ABS Releases Guide for Offshore Wind Turbine Installations (USA)

Classification society ABS announces the release of a Guide for Building and Classing Offshore Wind Turbine Installations, the first Guide to address design considerations for the bottom founded support structure of an offshore wind turbine situated in tropical storm prone areas on the US Outer Continental Shelf (OCS) such as the Gulf of Mexico and East Coast.

Guides developed to date have been primarily based on experience from European coastal waters. However, ABS’ Guide is the first to specifically consider the conditions these structures may encounter in tropical storm prone waters. The Guide takes into account the well-established International Electrotechnical Commission (IEC) 61400 series of standards for wind turbines, the American Petroleum Institute’s Recommended Practice for Planning, Designing and Constructing Fixed Offshore Platforms (API RP 2A), ABS’ offshore Rules and Guides and the unique environmental conditions on the US OCS.

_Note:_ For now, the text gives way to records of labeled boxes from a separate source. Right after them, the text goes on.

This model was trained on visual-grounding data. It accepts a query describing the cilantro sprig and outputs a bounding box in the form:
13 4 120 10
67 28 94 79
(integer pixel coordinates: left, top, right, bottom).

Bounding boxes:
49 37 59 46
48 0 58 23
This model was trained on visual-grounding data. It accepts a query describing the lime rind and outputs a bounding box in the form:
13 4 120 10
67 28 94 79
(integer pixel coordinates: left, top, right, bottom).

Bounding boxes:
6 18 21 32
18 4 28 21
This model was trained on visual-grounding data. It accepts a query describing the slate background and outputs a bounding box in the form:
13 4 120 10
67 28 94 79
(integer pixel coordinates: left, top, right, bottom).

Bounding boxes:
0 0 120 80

“The direct application of design criteria in existing standards, such as IEC 61400-3, is not sufficient for the offshore wind turbines in US waters,” explains ABS Managing Principal Engineer, Qing Yu and the Guide’s principal author. “We incorporate additional requirements based on calibration studies that use regional and site-specific conditions of US waters,” he adds.

The Guide incorporates refinements to the design environmental conditions and design load cases required by IEC 61400-3 to account for the effects of tropical hurricane conditions. Yu points out the principle of site-specific design are more directly addressed in the definition of the design load cases. “Omni-directional wind conditions are required for the design load case in the event an offshore wind turbine loses its connection to the electrical power grid during a tropical hurricane.”

The Guide also specifies a unique set of strength design criteria for the steel support structure of an offshore wind turbine based on the commonly accepted working stress design (WSD) approach. “Allowable stresses are defined for a variety of design conditions including normal, abnormal, transport and installation, as well as earthquake and other rare conditions,” says Yu. “In addition, equivalent load and resistance factor design (LRFD) criteria are defined as an alternative to the WSD-based criteria.”

ABS offers a class notation for those turbine support structures complying with the requirements and conditions of the Guide. The notation A1 Offshore Wind Turbine Installation will be listed in the ABS Record. Other optional class notations are S (years) for the return period of maximum design environmental conditions and FL (years) for the design fatigue life.

The Guide includes the requirements for the survey during construction and installation and the survey after construction taking into consideration the uniqueness, such as serial fabrication and installation, of offshore wind turbines.

Offshore wind energy is a fast growing alternative energy source. According to an assessment by the National Renewable Energy Laboratory, the potential of offshore wind power in the United States to generate electricity is at least four times as great as the nation’s total electric generating capacity from all sources in 2008. “With our decades of offshore experience we have a great existing body of knowledge and calibration studies in support of the design criteria specified in the Guide,” comments ABS Vice President of Offshore Technology Bret Montaruli.

Founded in 1862, ABS is a leading international classification society devoted to promoting the security of life, property and the marine environment through the development and verification of standards for the design, construction and operational maintenance of marine-related facilities.